Inflation in the US shows that price pressure is easing, but with strong labor market, the Federal Reserve will be cautious in forecasting the terminal interest rate. The most optimal scenario now looks like two increases, by 25 bp. in February and by 25 b.p. in March. However, inflation will slow even more significantly in 2Q, and the outlook for rate cuts in the second half looks strong as recession risks rise.
The December US CPI was in line with expectations: -0.1% MoM and 6.5% YoY for the headline index and 0.3% MoM and 5.7% YoY for the core index:
The slowdown continues after the headline peaked at 9.1% year-on-year in June, and the base rate stood at 6.6% year-on-year in September. Inflation is still not below the 0.17% m/m threshold that will lead to the Fed’s 2% m/m target inflation over time, but data over the last three months is a notable step down from the average of 0.5- 0.6% m/m observed in the second and third quarters of 2022, which gives the Fed reason to raise rates by 25 basis points from now.
House price inflation remains strong at 0.8% m/m, but with house prices falling in the second half of 2022 and rents now peaking nationally, this will slow rapidly from second quarter of this year. Prices for new (-0.1% m/m) and used cars (2.5%) are falling, and this will intensify in the coming months as demand fluctuates and production continues to rise thanks to improving supply chains. Medical care (+0.1%) will also remain low due to BLS health insurance cost calculations until September, which grew fairly steadily at 0.4-0.8% m/m until 2022.
The Fed insists that key focus should be on services sector given importance of wage costs in a labor market that remains in short supply. The situation looks good here too: airfares are falling, while entertainment rose by only 0.2% m/m, while education/communications rose by 0.1% m/m. Clothing was the strongest component outside of housing, up 0.5%.

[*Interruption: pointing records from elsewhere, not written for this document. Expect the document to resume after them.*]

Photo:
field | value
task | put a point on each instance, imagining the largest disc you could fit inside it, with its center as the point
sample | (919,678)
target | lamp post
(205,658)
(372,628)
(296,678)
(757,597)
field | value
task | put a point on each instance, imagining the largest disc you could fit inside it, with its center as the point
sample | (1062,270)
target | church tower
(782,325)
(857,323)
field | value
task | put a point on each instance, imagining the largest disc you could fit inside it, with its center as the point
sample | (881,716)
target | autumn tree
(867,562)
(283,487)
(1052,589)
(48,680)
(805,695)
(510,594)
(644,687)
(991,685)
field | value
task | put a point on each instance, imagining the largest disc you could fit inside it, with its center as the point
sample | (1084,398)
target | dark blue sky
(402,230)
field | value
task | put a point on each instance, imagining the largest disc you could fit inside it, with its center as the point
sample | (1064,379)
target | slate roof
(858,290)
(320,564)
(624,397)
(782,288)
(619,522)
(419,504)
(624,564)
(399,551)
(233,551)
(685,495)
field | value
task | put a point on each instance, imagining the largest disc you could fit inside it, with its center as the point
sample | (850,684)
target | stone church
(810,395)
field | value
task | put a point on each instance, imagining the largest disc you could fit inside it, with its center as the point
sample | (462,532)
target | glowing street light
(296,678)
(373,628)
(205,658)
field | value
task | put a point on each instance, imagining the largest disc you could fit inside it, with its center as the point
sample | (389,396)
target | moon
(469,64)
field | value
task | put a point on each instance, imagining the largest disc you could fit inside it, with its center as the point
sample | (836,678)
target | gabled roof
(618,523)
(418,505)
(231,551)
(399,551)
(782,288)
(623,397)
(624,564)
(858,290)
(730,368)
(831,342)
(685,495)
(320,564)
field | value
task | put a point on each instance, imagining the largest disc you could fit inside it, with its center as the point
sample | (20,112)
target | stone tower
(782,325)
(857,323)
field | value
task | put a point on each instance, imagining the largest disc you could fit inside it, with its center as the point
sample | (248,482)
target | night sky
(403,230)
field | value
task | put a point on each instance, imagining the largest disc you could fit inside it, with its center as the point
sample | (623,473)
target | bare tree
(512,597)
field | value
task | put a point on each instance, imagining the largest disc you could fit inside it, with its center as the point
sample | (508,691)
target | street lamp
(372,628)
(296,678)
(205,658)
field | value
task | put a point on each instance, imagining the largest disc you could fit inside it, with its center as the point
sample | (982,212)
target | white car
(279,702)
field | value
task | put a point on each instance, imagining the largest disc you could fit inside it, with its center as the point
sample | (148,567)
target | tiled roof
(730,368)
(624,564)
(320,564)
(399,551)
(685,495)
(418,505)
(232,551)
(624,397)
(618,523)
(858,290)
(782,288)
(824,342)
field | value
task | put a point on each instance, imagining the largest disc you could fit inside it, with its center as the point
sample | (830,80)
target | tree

So housing appears to be the main issue keeping the core consumer price index above that all-important 0.17% threshold. This is likely to change soon, so the Fed should choose to raise by 25bp. in February – Fed official Pat Harker suggested that such a move “would be appropriate going forward” immediately after publication. However, given the strength of the labor market, officials remain cautious and are likely to hint at a further 25 bps gain in March.
The 5% level is likely to be the highest level for rates, given housing, vehicles, medical care and weak corporate pricing power, which will significantly reduce inflation in the second quarter. As a result, the National Federation of Independent Business is compiling a series of data on the proportion of businesses that expect price increases in the next quarter. It is collapsing as worries about the economy intensify.